Wednesday, April 27, 2011

BEWITCHERY


The hits just keep coming at the Aptos Cinema Weekend Classics series. This weekend (just in time for May Eve!) they're showing one of my favorite movies, ever, the bewitching Excalibur, John Boorman's voluptuously textured 1981 plunge into the King Arthur saga. This gorgeous take on the rise and fall of Camelot is not set in some recognizable historical period, whose details might be disputed by the Fact Nazis (costumes consist largely of polished silver, metallic lace, and gossamer); instead, it unspools within the misty depths of the collective human imagination, where dreams and myths are born. Boorman's source material was Thomas Malory, and every frame of film in infused with Celtic magic and mysticism.


A young, non-star cast breathes life and immediacy into these archetypal, yet human characters. The noble Arthur of Nigel Terry is a happy surprise after his mewling, petulant Prince John in The Lion In Winter a decade before. Cherie Lunghi makes a saucy Guinevere, and Nicholas Clay an earnest Lancelot. But delightful, eccentric Nicol Williamson steals the show as Merlin, along with the hypnotically sensual and diabolical Morgana le Fey of the young Helen Mirren.




(Helen Mirren and Nicol Williamson in Excalibur)


The film was shot in Ireland, and lots of young Irish actors new to the movies got early roles here. Keep an eye peeled for an embryonic Liam Neeson as Sir Gawain, and Gabriel Byrne as Uther Pendragon. (And btw, this film also features the most exalted use of Carl Orff's driving Carmina Burana chorale ever heard in the movies.)


But it's Boorman's breathtaking images—violent and sensual, sacred and profane—that keep us riveted. This is not a fairy tale for kids, (rated R and 140 minutes, for those of you keeping score at home), nor a conventional Hollywood costume epic. It's an intoxicating spectacle of mythic power and savage grace. This is one movie you really want to be overwhelmed by on a big screen, so don't miss it! Saturday and Sunday, 10:30 a.m., at Aptos Cinema.

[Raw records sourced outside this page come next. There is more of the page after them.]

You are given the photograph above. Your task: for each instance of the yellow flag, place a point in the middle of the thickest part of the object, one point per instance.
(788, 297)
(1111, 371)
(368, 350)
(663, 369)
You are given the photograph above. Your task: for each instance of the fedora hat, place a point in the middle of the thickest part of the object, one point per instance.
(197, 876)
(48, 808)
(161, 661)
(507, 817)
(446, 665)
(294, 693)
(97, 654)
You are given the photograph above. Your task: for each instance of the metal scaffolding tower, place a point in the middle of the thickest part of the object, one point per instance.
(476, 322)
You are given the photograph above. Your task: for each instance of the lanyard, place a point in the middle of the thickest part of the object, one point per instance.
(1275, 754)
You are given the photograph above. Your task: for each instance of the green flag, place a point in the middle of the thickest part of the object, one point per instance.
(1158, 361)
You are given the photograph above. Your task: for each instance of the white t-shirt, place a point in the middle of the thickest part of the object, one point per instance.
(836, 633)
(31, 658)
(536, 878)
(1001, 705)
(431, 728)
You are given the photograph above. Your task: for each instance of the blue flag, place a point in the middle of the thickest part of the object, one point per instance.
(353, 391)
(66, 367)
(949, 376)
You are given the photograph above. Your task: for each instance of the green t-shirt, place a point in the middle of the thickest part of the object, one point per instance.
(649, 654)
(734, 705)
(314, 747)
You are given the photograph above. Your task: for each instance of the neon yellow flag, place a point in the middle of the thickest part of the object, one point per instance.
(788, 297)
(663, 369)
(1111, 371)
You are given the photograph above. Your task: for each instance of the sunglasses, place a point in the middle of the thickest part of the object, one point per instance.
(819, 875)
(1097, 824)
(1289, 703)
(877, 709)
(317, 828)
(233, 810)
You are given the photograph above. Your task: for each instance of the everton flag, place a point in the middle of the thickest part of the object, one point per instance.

So what's the deal about May Eve? In the old Celtic calendar, before our mass culture got so homogenized and disconnected from the land, and the seasons, the first of May was reckoned the beginning of summer. And the night before (Aril 30, May Eve) was the second most uncanny time of year—after the Eve of All Saint's Day, or All Hallows Eve, October 31— when the portals between this world and the magical Otherworld were momentarily in synch. (Sort of like that tricky moment at Kings Cross Station in the Harry Potter books when you can run right through the wall and find the train to Hogwarts.) At these eerie moments of the year, fairies, demons, and spirits were free to run amok in our world.


In pagan times, the festival was called Beltane, for sun god known by various names like Beli, Belenus or Balder, although some insist "Beltane" merely means "bright fire." In the dark of Beltane Eve, fires were lit on hilltops to herald the coming of summer and the return of the sun god. (Something we Santa Cruzans can appreciate after a ridiculously wet winter.) After the Christian Church came along to muscle the old gods out of the picture, fires were still lit on May Eve, but the Church put out the rumor they were meant to scare off pagan witches. In German-speaking Europe, May Eve is Walpurgisnacht, the night of witches' revels, celebrated by stout-hearted practitioners of wicca to this day. That's the thing about folk traditions: the folk tend to hang on to them, no matter who's temporarily running the show.


For centuries all over Britain, May First was celebrated by troops of young men and women frolicking out in the woods before dawn to "bring in the May"— whatever flowering shrubs or blossoms could be found, often leaving flowers on the doorsteps of friends and neighbors to celebrate the fertility of Maytime. Fertility was certainly on the mind of Puritan writer Philip Stubbes, who complained in 1583 that "of fortie, three score or a hundred maides going into the wood overnight," less than one third "returned home again undefiled." They don't call it the lusty month of May for nothing!


(Above: A detail from "A Visit at Moonlight" by E. T. Parris, ca. 1832.)